A higher frequency of jumpy or jerky leg symptoms, a proxy for RLS during pregnancy, was associated with a higher likelihood of gestational hypertensive disorders and neonatal outcomes such as gestational age at birth and birth weight. These findings may affect RLS treatment decisions during pregnancy.
不宁腿综合征(RLS)是一种常见的神经系统疾病,在孕期影响多达三分之一的女性。在非孕期人群中,RLS与交感神经张力增加有关。我们研究了RLS替代指标是否与妊娠及新生儿结局的较高发生率相关。
对1000名产后不久接受访谈的女性进行横断面调查,采用RLS替代问题进行数据分析。询问女性在妊娠最后3个月中“腿部出现跳动或抽搐样运动”的频率(0 = 无,1 = 很少[<1次/周],2 = 有时[1 - 2次/周],3 = 频繁[3 - 4次/周],4 = 总是[5 - 7次/周])。查阅临床病历以获取相关人口统计学和临床数据,包括妊娠高血压疾病的存在情况及出生时的新生儿结局。将“总是”经历RLS的受试者与经历症状频率较低或根本没有症状的受试者在妊娠高血压疾病发生率方面进行比较。

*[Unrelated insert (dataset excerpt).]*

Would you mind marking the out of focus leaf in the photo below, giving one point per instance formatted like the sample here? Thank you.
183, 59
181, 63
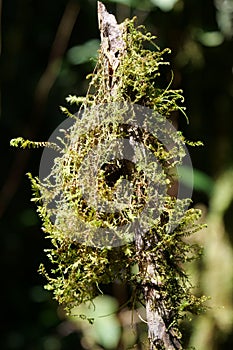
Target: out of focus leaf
201, 181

平均([标准差])年龄、孕前体重指数(BMI)及分娩时BMI分别为29.0(6.1)岁、26.1(6.2)kg/m²和32.0(6.3)kg/m²。RLS替代指标(腿部跳动或抽搐样运动)的总体发生率为35.5%,在李克特量表上的分布如下:1分 = 6.4%;2分 = 10.2%;3分 = 8.1%;4分 = 10.8%。2.1%的受访者患有慢性高血压,9.5%患有妊娠高血压,4.5%患有先兆子痫。与报告症状出现频率较低的受试者相比,报告“总是”有腿部跳动或抽搐样感觉的受试者更有可能患有妊娠高血压疾病。慢性高血压的调整后比值比为3.74(95%可信区间,1.31 - 10.72;P = 0.014);妊娠高血压为1.26(95%可信区间,0.65 - 2.46;P = 0.487);先兆子痫为2.15(95%可信区间,0.97 - 4.75;P = 0.060)。腿部运动评分与新生儿出生体重(系数, - 149.5 g [95%可信区间, - 276.9至 - 22.5];P = 0.005)及出生孕周( - 0.7周[95%可信区间, - 1.1至 - 0.2];P = 0.021)之间存在显著关联,在对先兆子痫、糖尿病和吸烟进行调整后该关联仍然存在。
妊娠期间腿部跳动或抽搐样症状出现频率较高(RLS的替代指标)与妊娠高血压疾病及新生儿结局(如出生孕周和出生体重)的较高可能性相关。这些发现可能会影响孕期RLS的治疗决策。